The Food and Drug Administration has approved another medicine for a rare condition that arises after a bone marrow or stem cell transplant, when donor cells treat the new body they’ve been placed into as a world of foreign pathogens and start attacking its healthy tissues.
The condition, known as graft-versus-host disease or GVHD, is a leading cause of death from bone marrow transplants, which are used to treat certain blood cancers, solid tumors and immune disorders. By some estimates, close to one-third of those who undergo this procedure experience GVHD.
In 2017, the FDA cleared Imbruvica, an AbbVie and Johnson & Johnson drug mostly used to beat back blood cancers, as a treatment for chronic GVHD. Since then, the agency has approved a few more therapies, including Incyte’s Jakafi and Sanofi’s Rezurock, the latter of which was acquired through a buyout of biotechnology company Kadmon Holdings. Now, the latest addition is Niktimvo, which was developed through a partnership between Incyte and Syndax Pharmaceuticals.
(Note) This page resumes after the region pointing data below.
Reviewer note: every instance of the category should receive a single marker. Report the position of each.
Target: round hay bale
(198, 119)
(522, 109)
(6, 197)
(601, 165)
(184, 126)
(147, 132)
Niktimvo doesn’t work like its predecessors. An antibody-based drug, it targets and blocks a protein involved in the development and survival of certain kinds of white blood cells. The FDA cleared Niktimvo for chronic GVHD, in patients who meet a weight requirement and whose disease wasn’t addressed after at least two prior systemic therapies.
Usually, the initial treatments for GVHD are steroids. But roughly half of all patients don’t respond, so they advance to more targeted drugs. Analysts at the investment bank Jefferies say they’ve spoken to medical experts in this space, and learned Jakafi is often chosen over Imbruvica in this setting for safety and efficacy reasons. In cases where Jakafi doesn’t adequately work, the go-to treatment is Rezurock, which last year hit $310 million in sales.
The experts said Niktimvo could be used for the significant portion of patients who require a fourth line of therapy, according to Jefferies analyst Kelly Shi. In a note to clients, Shi wrote that her team’s conservative forecast is that annual Niktimvo sales will reach $324 million by 2035.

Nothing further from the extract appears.